2018 star ratings: More Medicare Advantage enrollees in high-performing plans

patient satisfaction ratings
Star ratings are tied to millions of dollars in bonuses for Medicare Advantage insurers.

Next year, more Medicare beneficiaries will be in highly rated Medicare Advantage plans than in 2017.

About 73% of enrollees in Medicare Advantage plans with prescription drug coverage (MA-PDs) will be in plans rated with four stars or higher in 2018, compared to roughly 69% this year, according to the Centers for Medicare & Medicaid Services.

Overall, 44% of MA-PDs that will be offered in 2018 earned four stars or higher, compared to 49% in 2017.

CMS also noted that approximately 47% of enrollees in standalone prescription drug plans will be in plans with four and five stars next year, compared to about 41% in 2017.

RELATED: More plans earn high marks in 2016 Medicare Advantage Star Ratings

“Medicare is committed to empowering seniors to choose high-quality health and drug plans that fit their needs and the needs of their families,” CMS Administrator Seema Verma said. “More high-quality choices mean improved quality care and better customer service at lower cost.”

 A previous study has shown that higher star ratings are associated with increased enrollment for Medicare Advantage plans. The ratings are also tied to millions of dollars in bonus for insurers, encouraging them to undertake quality improvement initiatives to boost their scores.

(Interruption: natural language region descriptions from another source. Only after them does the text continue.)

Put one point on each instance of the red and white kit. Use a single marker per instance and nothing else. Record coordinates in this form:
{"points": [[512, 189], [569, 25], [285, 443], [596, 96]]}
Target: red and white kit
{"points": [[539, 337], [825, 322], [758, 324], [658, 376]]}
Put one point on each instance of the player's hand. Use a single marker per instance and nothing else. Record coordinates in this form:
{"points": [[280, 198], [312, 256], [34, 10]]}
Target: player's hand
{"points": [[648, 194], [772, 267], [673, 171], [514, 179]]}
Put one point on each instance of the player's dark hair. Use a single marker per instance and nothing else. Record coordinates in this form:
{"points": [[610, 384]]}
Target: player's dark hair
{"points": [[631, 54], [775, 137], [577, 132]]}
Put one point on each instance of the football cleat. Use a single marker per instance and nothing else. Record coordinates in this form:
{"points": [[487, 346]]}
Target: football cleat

Insurers must use that funding for additional benefits for members, but that also offers a business boost, as offering more robust can help differentiate Medicare Advantage plans from their competition.

To that end, at least one major insurer was able to significantly improve its ratings in recent years. Anthem announced that more than 60% of its Medicare Advantage members will be enrolled in plans that achieved four stars or higher in 2018, compared to nearly 51% in 2017 and just 22% for 2016.

Anthem attributed the improvement to initiatives including broadening its product portfolio, expanding services areas, increasing local health plan staffing, and deepening the level of provider and member engagement.